Go through a Golden Retriever Breed Club. You should find that you will get some sensible friendly advice on what you should look for when you go to view a litter of puppies.

They will probably be able to give you contact numbers of breeders. Most clubs will have a list of their members who have litters available. The Golden Retriever Club of Scotland will have this available. Contact the Puppy Register for this information. In these modern days of social media there are Facebook pages that have been set up by responsible breeders, who will only list puppies available from health checked parents. It is worth becoming familiar with these pages and discard the other ‘quick sale, no questions asked, type of social media pages or website. Even in this modern age the very best thing to do is to go to a Golden Retriever Events – a show or a working test, meet the people and talk to them, word of mouth is by far an excellent way to be introduced to your breeder. You may need to put your name on a list for a puppy a year in advance of those puppies being born. If you have done your homework, it is well worth the wait.

Don’t be put off

A good breeder will always want to meet you before agreeing to sell you a puppy. They will and have the right to ask you lots of questions, some which you may feel are perhaps a little probing. This is a good sign – as the Breeder of the puppies they will feel very responsible to be sure their pups go to exceptional homes. The breeder should have hip certificates and up to date eye certificates for both sire and dam of the pups. These certificates are issued when the parents have been submitted for the necessary hip x-rays and eye examinations. They are absolutely essential as it is extremely important that the sire and dam of the litter are sound and have no hereditary conditions that could be passed on to their progeny. No responsible breeder would dream of breeding without them being in place. They will be willing to show you these certificates and explain more about the scheme should you require. If a breeder does not have these or is not prepared to show you them – walk away, no matter how hard that may be.

Always see the mother with her puppies. Never let a breeder bring a puppy to you. You should, if possible, see the whole litter. The mother should be a happy outgoing bitch. The area where the pups are should be clean and well managed. Puppies that have been brought up in a clean environment will be so much easier to toilet train. Do not accept any excuse that the mother is out for a walk, round at her Grannies, or any other lame excuse – this is genuinely a red flag. Responsible breeders will want you to meet the mother of the puppies and they will want to see how you interact with her. A five generation pedigree, diet sheet and Kennel Club Registration Certificate should always be given to you when purchasing your puppy.

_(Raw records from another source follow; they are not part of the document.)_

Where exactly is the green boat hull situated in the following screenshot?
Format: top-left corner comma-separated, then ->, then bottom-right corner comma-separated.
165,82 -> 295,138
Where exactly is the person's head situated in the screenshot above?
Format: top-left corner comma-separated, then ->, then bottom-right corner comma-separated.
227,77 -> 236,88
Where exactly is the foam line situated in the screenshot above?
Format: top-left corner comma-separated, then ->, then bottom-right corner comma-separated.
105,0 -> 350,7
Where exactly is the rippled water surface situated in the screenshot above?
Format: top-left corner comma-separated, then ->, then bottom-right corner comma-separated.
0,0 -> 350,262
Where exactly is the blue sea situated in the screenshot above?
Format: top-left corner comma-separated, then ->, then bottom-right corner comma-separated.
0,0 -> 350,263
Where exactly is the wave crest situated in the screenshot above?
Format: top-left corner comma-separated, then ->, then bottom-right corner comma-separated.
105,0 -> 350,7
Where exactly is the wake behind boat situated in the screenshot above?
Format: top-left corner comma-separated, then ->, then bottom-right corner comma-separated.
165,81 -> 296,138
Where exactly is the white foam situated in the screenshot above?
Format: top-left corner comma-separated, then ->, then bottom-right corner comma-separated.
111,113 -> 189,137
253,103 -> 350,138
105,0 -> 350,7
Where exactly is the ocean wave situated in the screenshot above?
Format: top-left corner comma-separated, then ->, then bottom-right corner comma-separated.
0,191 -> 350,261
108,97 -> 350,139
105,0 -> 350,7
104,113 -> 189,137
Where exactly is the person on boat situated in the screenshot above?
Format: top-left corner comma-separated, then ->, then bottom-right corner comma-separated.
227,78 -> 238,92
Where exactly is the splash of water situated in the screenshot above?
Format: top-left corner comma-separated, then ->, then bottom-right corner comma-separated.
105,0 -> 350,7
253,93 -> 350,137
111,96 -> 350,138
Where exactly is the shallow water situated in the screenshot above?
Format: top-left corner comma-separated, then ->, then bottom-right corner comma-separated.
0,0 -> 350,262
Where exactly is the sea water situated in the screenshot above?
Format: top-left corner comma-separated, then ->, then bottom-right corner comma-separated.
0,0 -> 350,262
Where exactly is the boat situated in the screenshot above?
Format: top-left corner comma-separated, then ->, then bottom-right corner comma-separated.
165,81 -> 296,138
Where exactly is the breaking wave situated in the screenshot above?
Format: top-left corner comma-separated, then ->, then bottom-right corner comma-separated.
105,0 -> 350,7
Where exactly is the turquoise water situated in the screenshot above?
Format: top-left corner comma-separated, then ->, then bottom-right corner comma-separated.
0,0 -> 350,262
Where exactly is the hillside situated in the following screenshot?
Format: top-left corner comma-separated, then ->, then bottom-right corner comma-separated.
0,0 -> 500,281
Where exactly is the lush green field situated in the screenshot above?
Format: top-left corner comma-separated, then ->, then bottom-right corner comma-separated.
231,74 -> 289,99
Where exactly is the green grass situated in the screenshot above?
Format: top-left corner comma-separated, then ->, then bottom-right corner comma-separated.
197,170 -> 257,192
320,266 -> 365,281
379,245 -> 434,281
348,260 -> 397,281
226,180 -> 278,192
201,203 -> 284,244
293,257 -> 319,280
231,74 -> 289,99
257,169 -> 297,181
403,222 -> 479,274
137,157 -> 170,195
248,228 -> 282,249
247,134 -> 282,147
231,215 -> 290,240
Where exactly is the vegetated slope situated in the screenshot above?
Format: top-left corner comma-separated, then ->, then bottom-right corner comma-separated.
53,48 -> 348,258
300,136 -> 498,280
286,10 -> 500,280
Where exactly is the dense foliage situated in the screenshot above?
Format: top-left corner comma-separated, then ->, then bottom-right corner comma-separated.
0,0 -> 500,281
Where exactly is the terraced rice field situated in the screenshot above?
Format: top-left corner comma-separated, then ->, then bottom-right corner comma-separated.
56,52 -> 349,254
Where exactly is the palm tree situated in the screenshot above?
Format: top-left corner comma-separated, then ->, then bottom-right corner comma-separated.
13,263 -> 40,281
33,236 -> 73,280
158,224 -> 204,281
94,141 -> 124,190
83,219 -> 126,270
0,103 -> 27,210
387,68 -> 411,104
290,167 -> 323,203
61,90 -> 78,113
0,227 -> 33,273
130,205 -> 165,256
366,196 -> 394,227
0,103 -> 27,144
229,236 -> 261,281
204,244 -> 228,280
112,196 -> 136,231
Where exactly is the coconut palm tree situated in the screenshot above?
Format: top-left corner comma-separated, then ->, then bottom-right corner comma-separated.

A good breeder will spend time answering questions. Never think that anything you want to ask will ‘sound silly’. Remember, breeders started from a first puppy themselves so will never think a question is silly and would rather you asked than go away and worry.

They will also give you advice on any particular interests you may have such as showing, working, obedience or agility training, or be able to give you details of the best person to get advice from.

Most importantly they will help you with advice on socialising. A lot of this will have been attended to long before the puppy leaves the litter. A good breeder will have spent most of the first eight weeks of the puppies’ lives down on their knees playing with them. This is so important and establishes the bond between dog and human. Remember dogs are pack animals so have to be taught right away, that people are their friends and part of their world.

Golden Retrievers are wonderful dogs with so much to offer, your life will never be the same again when you bring a Golden in to share it with you. Choose well and enjoy your new puppy.